To her surprise, an expression of sadness crossed Tarna’s face. It was fleeting, but it had been there. Tarna never showed emotion. She was carved from stone. “Gitara Sedai was a great woman,” she murmured. “She will be badly missed.”

“Why is the Amyrlin going to speak to us?” Moiraine asked. Plainly Gitara’s death had already been announced, and by custom, her funeral would be tomorrow, so there was no need to announce that. Surely Tamra did not mean to tell the Accepted about the Foretelling?

“I don’t know,” Tarna replied, all coolness once more. “But I shouldn’t have stood here talking. Everyone else was told to leave breakfast immediately. If we run, we can just make it before the Amyrlin arrives.”

Accepted were required to maintain a certain amount of dignity, preparation for the day they reached the shawl. They certainly were never supposed to run unless ordered to. But run they did, Tarna as hard as the rest of them, hiking their skirts to their knees and ignoring the startled looks of liveried servants in the corridors. Aes Sedai did not keep the Amyrlin Seat waiting. Accepted never even thought of it.

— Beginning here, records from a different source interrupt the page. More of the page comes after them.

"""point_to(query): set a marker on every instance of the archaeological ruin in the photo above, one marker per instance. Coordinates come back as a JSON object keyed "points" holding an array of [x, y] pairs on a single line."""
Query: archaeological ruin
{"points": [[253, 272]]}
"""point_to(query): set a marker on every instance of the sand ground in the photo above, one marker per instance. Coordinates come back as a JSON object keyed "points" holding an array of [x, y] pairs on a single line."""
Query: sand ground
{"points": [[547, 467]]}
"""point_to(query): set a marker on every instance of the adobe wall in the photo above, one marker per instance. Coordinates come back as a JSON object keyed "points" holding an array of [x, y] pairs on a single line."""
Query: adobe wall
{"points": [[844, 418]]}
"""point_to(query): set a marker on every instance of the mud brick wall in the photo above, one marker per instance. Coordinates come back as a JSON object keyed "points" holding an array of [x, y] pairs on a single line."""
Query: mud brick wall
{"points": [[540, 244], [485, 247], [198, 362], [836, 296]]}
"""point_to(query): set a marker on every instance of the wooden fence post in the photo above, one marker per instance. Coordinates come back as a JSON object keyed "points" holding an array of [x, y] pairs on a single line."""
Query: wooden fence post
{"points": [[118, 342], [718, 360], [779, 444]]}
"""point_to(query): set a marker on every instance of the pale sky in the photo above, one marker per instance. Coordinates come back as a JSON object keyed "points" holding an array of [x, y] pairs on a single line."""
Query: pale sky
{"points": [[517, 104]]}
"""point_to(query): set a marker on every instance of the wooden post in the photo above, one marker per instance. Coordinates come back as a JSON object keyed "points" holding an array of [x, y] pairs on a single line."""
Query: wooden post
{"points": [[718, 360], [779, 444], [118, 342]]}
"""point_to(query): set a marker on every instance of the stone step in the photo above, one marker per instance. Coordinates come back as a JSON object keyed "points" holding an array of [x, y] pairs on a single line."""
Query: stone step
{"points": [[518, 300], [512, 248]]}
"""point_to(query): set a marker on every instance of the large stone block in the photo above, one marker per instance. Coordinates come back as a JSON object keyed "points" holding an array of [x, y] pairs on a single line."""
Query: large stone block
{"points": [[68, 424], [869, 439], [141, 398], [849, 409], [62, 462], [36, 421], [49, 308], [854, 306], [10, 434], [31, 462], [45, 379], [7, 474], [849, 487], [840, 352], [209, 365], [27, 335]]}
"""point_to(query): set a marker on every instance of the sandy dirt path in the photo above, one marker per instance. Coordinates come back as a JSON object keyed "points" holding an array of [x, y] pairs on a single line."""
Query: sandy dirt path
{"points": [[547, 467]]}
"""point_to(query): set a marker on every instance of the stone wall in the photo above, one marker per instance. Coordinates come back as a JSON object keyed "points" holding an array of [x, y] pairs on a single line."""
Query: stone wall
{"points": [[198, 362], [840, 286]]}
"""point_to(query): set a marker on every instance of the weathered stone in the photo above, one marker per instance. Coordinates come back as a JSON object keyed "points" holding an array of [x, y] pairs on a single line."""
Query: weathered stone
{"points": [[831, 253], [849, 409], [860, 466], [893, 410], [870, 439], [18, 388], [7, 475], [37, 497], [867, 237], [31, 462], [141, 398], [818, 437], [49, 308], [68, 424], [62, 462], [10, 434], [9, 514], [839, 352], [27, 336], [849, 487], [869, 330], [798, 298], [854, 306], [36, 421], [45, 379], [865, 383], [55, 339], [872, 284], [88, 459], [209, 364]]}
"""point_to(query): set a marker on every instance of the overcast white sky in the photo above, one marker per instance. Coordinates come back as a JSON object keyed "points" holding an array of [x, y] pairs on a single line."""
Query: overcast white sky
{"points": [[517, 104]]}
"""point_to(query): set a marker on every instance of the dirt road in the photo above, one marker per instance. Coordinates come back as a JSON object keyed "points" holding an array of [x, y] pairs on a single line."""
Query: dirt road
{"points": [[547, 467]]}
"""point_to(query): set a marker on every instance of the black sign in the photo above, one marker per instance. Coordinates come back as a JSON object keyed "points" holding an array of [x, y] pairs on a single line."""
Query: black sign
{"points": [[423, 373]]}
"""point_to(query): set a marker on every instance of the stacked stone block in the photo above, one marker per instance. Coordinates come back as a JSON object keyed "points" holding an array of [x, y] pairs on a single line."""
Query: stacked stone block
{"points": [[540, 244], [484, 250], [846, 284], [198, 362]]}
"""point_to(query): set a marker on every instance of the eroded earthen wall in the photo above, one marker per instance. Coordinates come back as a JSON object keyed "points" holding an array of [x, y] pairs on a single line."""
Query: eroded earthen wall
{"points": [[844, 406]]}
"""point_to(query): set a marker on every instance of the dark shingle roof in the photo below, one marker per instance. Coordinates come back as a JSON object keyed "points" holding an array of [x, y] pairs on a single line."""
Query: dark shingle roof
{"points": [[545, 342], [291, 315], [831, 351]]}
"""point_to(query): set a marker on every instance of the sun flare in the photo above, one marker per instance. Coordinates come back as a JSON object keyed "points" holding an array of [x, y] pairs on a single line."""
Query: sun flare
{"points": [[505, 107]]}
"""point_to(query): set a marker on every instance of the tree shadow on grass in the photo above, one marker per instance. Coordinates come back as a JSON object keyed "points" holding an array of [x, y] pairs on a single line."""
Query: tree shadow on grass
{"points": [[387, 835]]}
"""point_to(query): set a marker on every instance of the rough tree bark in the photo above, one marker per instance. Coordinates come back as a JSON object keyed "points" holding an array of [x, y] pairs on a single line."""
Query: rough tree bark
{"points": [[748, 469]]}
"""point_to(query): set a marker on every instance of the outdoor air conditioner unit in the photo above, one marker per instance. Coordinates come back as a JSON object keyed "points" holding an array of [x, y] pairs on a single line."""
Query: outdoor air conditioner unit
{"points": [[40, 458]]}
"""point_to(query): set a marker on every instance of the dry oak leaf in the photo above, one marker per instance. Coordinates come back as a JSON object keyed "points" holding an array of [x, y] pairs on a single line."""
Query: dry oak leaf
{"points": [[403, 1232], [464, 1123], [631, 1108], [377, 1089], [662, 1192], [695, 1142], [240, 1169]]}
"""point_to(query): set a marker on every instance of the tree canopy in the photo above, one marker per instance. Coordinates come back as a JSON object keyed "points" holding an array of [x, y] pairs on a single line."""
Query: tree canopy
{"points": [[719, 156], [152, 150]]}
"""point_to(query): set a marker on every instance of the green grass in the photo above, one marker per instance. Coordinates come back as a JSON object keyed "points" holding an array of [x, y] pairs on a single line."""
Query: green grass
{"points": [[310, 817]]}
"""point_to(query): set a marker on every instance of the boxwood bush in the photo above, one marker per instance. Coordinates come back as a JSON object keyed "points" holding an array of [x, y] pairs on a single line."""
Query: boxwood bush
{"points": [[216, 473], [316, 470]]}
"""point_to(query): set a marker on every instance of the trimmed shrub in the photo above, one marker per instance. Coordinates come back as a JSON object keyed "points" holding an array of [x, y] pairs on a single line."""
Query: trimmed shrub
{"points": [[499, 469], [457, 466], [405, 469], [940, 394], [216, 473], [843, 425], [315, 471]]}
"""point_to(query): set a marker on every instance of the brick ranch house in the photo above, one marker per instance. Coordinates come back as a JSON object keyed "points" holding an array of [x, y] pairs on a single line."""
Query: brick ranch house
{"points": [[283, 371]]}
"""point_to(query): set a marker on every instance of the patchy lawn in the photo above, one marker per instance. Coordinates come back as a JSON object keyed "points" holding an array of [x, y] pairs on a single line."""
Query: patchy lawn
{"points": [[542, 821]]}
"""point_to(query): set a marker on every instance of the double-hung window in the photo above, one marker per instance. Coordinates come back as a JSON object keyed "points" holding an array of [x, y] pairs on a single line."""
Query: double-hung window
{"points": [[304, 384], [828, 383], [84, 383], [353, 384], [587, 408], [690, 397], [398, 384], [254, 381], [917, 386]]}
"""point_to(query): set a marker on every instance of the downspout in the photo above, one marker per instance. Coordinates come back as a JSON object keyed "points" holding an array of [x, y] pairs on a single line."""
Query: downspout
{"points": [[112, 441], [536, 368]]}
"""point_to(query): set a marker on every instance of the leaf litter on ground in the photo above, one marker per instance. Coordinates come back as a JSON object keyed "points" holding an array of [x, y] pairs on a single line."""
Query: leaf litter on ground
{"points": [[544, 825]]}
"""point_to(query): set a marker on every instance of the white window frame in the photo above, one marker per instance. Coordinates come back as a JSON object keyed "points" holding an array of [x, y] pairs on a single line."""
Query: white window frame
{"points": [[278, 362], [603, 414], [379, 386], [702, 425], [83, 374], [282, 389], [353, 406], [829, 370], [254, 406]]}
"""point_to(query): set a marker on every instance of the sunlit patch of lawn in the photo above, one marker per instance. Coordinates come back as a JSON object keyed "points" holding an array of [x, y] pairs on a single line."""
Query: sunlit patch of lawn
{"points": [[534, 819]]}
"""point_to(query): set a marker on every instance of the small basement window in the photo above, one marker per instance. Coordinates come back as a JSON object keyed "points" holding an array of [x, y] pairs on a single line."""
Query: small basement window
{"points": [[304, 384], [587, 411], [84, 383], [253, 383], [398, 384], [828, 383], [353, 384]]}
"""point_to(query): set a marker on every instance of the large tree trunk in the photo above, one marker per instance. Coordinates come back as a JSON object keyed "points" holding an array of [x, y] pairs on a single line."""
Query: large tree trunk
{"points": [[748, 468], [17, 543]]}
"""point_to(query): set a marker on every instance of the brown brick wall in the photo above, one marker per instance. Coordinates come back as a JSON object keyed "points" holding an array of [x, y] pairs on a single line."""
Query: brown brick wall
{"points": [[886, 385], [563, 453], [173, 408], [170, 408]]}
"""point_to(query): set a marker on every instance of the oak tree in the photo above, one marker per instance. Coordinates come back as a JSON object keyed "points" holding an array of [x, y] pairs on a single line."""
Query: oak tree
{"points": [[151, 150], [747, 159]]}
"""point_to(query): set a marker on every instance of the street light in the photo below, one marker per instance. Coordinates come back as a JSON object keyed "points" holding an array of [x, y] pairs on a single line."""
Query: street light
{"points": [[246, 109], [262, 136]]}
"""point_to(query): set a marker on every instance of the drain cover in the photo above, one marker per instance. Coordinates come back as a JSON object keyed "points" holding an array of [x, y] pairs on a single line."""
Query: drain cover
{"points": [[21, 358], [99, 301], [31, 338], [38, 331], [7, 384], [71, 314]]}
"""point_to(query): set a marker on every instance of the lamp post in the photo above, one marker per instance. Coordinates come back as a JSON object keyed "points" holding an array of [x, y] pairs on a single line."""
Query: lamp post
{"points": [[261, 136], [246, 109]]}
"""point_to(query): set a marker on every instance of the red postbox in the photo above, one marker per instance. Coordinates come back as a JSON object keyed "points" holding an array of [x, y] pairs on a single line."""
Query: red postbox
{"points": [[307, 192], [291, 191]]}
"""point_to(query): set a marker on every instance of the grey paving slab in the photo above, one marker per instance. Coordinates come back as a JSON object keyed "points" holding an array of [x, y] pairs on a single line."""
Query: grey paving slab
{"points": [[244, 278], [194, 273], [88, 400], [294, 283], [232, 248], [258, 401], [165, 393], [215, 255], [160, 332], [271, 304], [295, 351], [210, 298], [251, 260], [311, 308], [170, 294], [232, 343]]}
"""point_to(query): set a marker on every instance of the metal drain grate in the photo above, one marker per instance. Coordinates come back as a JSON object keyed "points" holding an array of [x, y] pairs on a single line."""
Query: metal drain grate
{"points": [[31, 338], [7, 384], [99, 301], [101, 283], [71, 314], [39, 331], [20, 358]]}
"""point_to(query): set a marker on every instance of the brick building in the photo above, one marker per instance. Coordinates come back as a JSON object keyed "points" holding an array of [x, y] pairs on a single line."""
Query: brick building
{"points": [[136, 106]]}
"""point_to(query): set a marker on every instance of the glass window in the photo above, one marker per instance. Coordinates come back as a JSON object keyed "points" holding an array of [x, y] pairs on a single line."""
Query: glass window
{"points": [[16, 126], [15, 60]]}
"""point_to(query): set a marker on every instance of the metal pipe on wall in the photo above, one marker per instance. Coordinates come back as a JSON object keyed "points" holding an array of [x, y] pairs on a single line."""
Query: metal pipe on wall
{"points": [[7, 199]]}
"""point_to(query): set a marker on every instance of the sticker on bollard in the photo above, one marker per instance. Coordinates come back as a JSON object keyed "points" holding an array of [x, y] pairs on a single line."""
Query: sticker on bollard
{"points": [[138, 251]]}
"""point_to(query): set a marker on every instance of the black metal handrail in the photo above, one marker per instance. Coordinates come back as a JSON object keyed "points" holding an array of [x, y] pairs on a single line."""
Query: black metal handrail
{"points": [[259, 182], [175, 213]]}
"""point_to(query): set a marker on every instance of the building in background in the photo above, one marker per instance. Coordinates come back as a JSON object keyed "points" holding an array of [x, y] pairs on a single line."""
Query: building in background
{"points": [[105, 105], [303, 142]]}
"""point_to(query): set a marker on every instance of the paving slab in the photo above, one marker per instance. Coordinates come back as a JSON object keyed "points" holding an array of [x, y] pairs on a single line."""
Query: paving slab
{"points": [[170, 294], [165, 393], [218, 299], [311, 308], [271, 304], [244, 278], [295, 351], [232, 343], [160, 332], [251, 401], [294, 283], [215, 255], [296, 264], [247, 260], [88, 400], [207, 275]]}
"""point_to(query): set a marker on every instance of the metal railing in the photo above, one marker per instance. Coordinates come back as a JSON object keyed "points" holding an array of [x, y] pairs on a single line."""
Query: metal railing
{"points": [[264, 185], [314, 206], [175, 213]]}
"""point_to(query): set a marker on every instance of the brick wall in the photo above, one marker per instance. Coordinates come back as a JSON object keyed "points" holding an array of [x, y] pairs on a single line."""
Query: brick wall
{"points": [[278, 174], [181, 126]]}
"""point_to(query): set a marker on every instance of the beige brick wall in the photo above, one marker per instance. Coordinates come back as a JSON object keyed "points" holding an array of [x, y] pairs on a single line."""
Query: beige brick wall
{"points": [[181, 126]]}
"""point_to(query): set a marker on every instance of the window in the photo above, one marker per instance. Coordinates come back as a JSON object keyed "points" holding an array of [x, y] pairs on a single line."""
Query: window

The Oval Lecture Hall, with its wide scrollwork crown running beneath a gently domed ceiling painted with sky and white clouds, was seldom used. Moiraine and the others were the last of the Accepted to arrive, yet the rows of polished wooden benches were less than a quarter filled. The babble of voices, Accepted offering suggestions of why the Amyrlin would address them, seemed to emphasize how few they were compared to what the chamber had been built to hold. Moiraine put dwindling numbers firmly out of her head. Maybe, if the sisters…. No. She would not brood.